Led by Eddy Rubin, the Director of Berkeley Lab's Genomics Division and the U.S. Department of Energy Joint Genome Institute, a research team introduced the human-accelerated conserved noncoding sequence 1 (HACNS1) into a mouse embryo system.
The researchers observed that the human sequence could influence the molecular machinery to yield human limb and thumb development patterns.
According to them, the sequence enhanced gene expression in limb and brain, which meant a gain of function.
Rubin says that the next question before the research team was if the human and chimp elements have sequence differences, why they still function similarly.
For determining this, they placed the chimp version of the gene sequence in mice, and found that the human and chimp sequences have very different expression properties.
"Our results led us to believe that HACNS1 has contributed to uniquely human aspects of digit and limb patterning. We suspect the gain of function in HACNS1 may have influenced the evolution of these or other human limb features by altering the expression of nearby genes during limb development," Rubin said.
The researchers concede that they have yet to define the precise molecular mechanism by which the substitutions in HACNS1 confer the human expression patterns.
"To get a more complete picture of our HACNS1 factors into human morphological evolution will require additional studies. If this really is deterministic, you should see some type of change. But it will be a long, hard path forward," according to Rubin," Rubin said.

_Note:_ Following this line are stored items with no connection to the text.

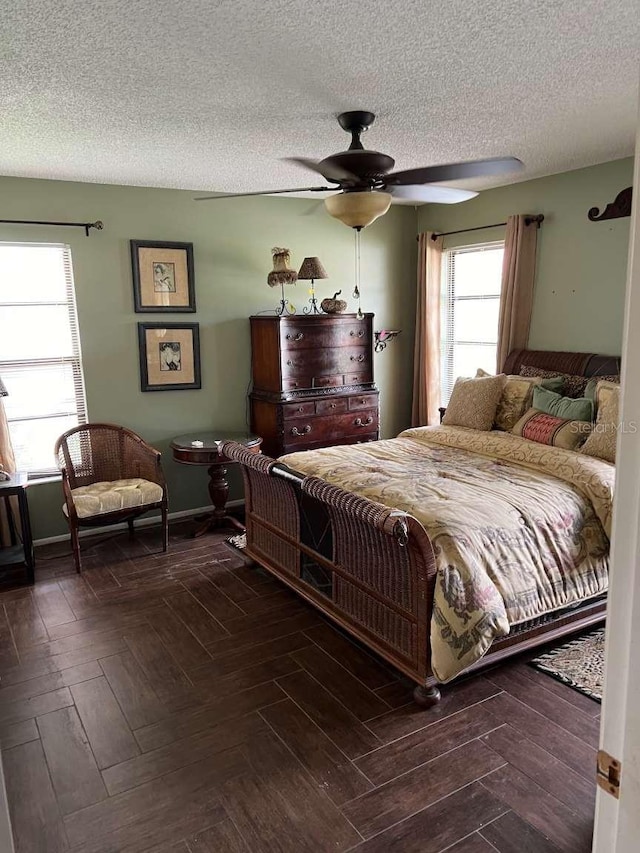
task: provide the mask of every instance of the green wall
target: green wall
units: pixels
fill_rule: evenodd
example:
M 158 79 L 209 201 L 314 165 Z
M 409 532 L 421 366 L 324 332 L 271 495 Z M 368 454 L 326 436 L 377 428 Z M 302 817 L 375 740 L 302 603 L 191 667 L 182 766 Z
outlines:
M 416 231 L 449 231 L 500 222 L 511 213 L 543 213 L 530 345 L 542 349 L 619 353 L 622 338 L 629 219 L 592 223 L 590 207 L 604 207 L 632 180 L 633 161 L 619 160 L 534 181 L 487 190 L 461 205 L 393 207 L 362 233 L 363 308 L 376 328 L 402 335 L 375 356 L 381 391 L 381 432 L 409 424 L 415 313 Z M 322 202 L 250 198 L 196 204 L 180 190 L 0 178 L 0 219 L 102 219 L 105 229 L 0 225 L 0 240 L 71 245 L 87 402 L 91 420 L 115 421 L 164 453 L 171 511 L 208 503 L 206 471 L 176 465 L 172 436 L 187 431 L 238 429 L 245 423 L 250 376 L 250 314 L 274 307 L 266 285 L 272 246 L 287 246 L 293 264 L 318 255 L 330 276 L 321 297 L 354 282 L 353 232 L 329 217 Z M 492 229 L 446 239 L 445 245 L 499 239 Z M 133 311 L 130 239 L 192 242 L 196 314 Z M 299 310 L 306 284 L 293 290 Z M 350 299 L 350 308 L 353 300 Z M 136 323 L 200 323 L 202 389 L 141 393 Z M 232 498 L 241 496 L 231 471 Z M 66 532 L 59 483 L 30 489 L 34 535 Z
M 81 229 L 0 225 L 0 240 L 71 245 L 89 418 L 124 424 L 163 451 L 171 511 L 209 502 L 206 470 L 176 465 L 168 450 L 172 436 L 241 429 L 245 423 L 247 318 L 279 299 L 279 291 L 266 284 L 271 247 L 289 247 L 296 267 L 306 255 L 317 255 L 329 275 L 319 283 L 319 295 L 342 288 L 354 306 L 354 232 L 328 216 L 321 202 L 251 198 L 196 204 L 196 194 L 0 179 L 0 219 L 104 221 L 104 231 L 88 238 Z M 396 435 L 410 419 L 415 235 L 416 213 L 406 207 L 394 207 L 362 233 L 363 310 L 375 312 L 376 328 L 402 329 L 375 356 L 384 437 Z M 197 313 L 134 313 L 131 238 L 194 244 Z M 291 288 L 299 310 L 307 287 Z M 163 319 L 200 323 L 201 390 L 140 391 L 136 323 Z M 231 482 L 231 497 L 241 497 L 237 472 Z M 36 538 L 66 532 L 59 483 L 34 485 L 29 502 Z
M 420 231 L 453 231 L 502 222 L 514 213 L 543 213 L 529 345 L 618 355 L 627 270 L 629 219 L 590 222 L 628 187 L 633 160 L 563 172 L 480 193 L 460 205 L 426 205 Z M 498 240 L 504 229 L 445 238 L 445 247 Z

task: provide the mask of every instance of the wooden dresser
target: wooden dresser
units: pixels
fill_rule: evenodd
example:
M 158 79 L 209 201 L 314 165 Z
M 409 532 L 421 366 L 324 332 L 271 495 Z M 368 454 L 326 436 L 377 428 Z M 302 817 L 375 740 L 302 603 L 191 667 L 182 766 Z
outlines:
M 373 314 L 251 317 L 251 369 L 269 456 L 378 438 Z

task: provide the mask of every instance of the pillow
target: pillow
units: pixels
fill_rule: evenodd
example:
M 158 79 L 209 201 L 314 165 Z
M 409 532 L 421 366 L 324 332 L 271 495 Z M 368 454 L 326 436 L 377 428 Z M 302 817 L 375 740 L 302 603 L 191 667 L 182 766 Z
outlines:
M 541 376 L 543 379 L 562 379 L 562 393 L 565 397 L 584 397 L 584 391 L 589 382 L 588 376 L 574 376 L 571 373 L 559 373 L 557 370 L 545 370 L 542 367 L 532 367 L 523 364 L 520 376 Z M 553 389 L 556 390 L 555 388 Z M 558 389 L 560 390 L 560 389 Z
M 511 430 L 513 435 L 519 435 L 538 444 L 549 444 L 552 447 L 562 447 L 565 450 L 578 450 L 591 432 L 591 424 L 586 421 L 572 421 L 529 409 Z
M 445 426 L 462 426 L 487 432 L 493 426 L 505 375 L 456 379 L 444 413 Z
M 620 389 L 619 387 L 600 389 L 600 385 L 613 383 L 598 383 L 598 389 L 604 391 L 598 405 L 598 419 L 593 432 L 581 448 L 587 456 L 597 456 L 605 462 L 616 461 L 616 440 L 620 426 Z
M 479 367 L 476 376 L 491 376 L 491 374 Z M 562 382 L 563 380 L 559 377 L 542 379 L 540 376 L 508 375 L 498 403 L 496 419 L 493 423 L 494 429 L 511 432 L 516 422 L 531 405 L 534 385 L 559 391 L 562 388 Z
M 571 398 L 556 394 L 547 388 L 533 389 L 533 408 L 569 421 L 593 420 L 593 401 L 586 397 Z
M 593 400 L 594 415 L 598 416 L 598 408 L 611 396 L 614 391 L 620 389 L 620 377 L 594 376 L 589 380 L 585 388 L 584 396 Z

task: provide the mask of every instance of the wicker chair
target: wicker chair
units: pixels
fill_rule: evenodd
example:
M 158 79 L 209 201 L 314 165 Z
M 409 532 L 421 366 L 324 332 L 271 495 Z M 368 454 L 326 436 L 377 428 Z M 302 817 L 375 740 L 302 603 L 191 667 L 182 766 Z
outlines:
M 161 511 L 162 550 L 167 550 L 167 484 L 157 450 L 125 427 L 83 424 L 60 436 L 55 454 L 78 572 L 80 527 L 126 521 L 133 533 L 134 519 L 152 509 Z

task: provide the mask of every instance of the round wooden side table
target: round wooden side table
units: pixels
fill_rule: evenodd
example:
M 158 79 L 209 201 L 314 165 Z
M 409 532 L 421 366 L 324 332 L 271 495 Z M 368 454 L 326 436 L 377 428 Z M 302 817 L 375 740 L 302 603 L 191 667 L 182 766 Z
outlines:
M 202 442 L 194 446 L 193 442 Z M 229 483 L 227 465 L 233 464 L 220 453 L 225 441 L 237 441 L 253 453 L 260 453 L 262 439 L 247 432 L 194 432 L 179 435 L 171 442 L 173 458 L 182 465 L 207 465 L 209 473 L 209 495 L 213 504 L 213 514 L 198 527 L 194 536 L 202 536 L 210 530 L 232 528 L 244 533 L 245 527 L 237 518 L 227 513 Z

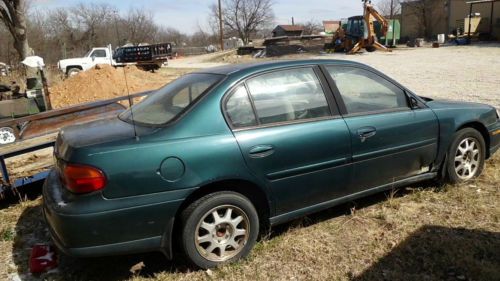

The study reinforces the conclusion that certain regions of genomes can have a powerful regulatory influence on gene expression or the production of proteins.
"The study points to how human nucleotide substitutions can alter the regulation of genes in humans distinct from that of non-human primates, such as chimps. This highlights a strategy that could be applied across the genome to understand at a molecular level what leads to differences between humans and non-human primates," said Rubin.
The study has been published in the online edition of the journal Science.